Alors faut-il supprimer ces fonds publics ? Nous pensons plutôt qu’ils doivent être réorientés. Première proposition : la moitié des 23 milliards prévus dans le budget 2006 pourraient être investis dans la formation, ce qui répondrait à un besoin réel et amorcerait une réorientation. La deuxième proposition concerne leur contrôle puisque tout citoyen a le droit de savoir comment les impôts sont utilisés. Le patronat n’a jamais accepté cette transparence et une des premières mesures du gouvernement actuel a été de supprimer une loi qui l’instaurait. Il faut y revenir : les comités d’entreprise doivent connaître le montant des fonds publics, débattre de leur utilisation. Troisième proposition : constituer des fonds régionaux dans lesquels les fonds publics seraient accompagnés à parité par des fonds privés pour investir dans la recherche, la formation continue ou encore dans les PME qui, soumises à la pression des grands groupes, rencontrent d’énormes difficultés pour améliorer leur savoir-faire, leurs compétences. En enracinant l’entreprise dans la localité, le bassin d’emploi, ces fonds régionaux seraient beaucoup plus efficaces pour l’emploi. La question du pouvoir des salariés dans l’entreprise revient de plus en plus souvent dans les luttes actuelles.
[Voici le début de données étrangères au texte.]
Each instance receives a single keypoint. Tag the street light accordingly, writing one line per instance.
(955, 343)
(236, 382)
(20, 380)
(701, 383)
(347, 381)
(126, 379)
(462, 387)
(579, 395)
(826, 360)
Mais est-ce que les salariés sauraient mieux défendre l’emploi que les patrons ? Bernard Devert. Nous lisons ici et là que le capitalisme ne peut pas continuer comme cela en sciant la branche sur laquelle il est assis. Nous sommes à la veille d’une exigence de revalorisation de l’individu à travers le travail et le collectif de travail qu’est l’entreprise. Retournons donc la question et partons de l’idée que les salariés sont les meilleurs experts de l’organisation et du contenu de leur travail, de sa finalité. Ils doivent donc avoir un véritable pouvoir. Cela passe par le droit à l’information sur l’entreprise, la filière. Aujourd’hui les comités d’entreprise sont saisis uniquement pour voir les conséquences des situations critiques et leur rôle est mis en cause alors qu’il leur faudrait un véritable droit d’intervention, d’expertise, de veto. Ils devraient aussi prendre une dimension nouvelle en rassemblant donneurs d’ordres et sous-traitants dans des comités interentreprises auxquels pourraient participer, pourquoi pas, des responsables politiques représentant certaines collectivités pour faire des bilans, tirer des enseignements, alerter.

Le deuxième aspect du droit à l’information tient à la capacité de faire des propositions alternatives, d’avoir le temps de les faire et la possibilité de consulter des instances extérieures, indépendantes qui aident à la décision. Nous avons besoin d’entreprises qui échappent au carcan des marchés financiers pour définir leur stratégie sur le long terme. Est-ce utopique ? Je ne le pense pas. Les salariés devraient donc intervenir dans la gestion de l’entreprise en permanence et pas seulement en cas de crise ? Bernard Devert. La décision à prendre peut en effet concerner la conquête d’un nouveau marché : doit-elle se faire sur la base d’une délocalisation ou d’une coopération ? Ou encore : comment anticiper les mutations technologiques, un marché qui évolue ? Il faudrait aussi mettre en évidence les coûts cachés des choix stratégiques. Quel bilan des délocalisations, des privatisations ? Quel gâchis social et économique ? On a privatisé Alstom, Alcatel, où en sommes-nous ? Nous avons besoin de le savoir. Mais le patronat, les actionnaires ne veulent pas permettre aux salariés de se réapproprier leur entreprise. C’est une grande bataille. Faire entrer la démocratie dans l’entreprise, voilà tout l’enjeu du syndicalisme de demain au niveau français, européen et international.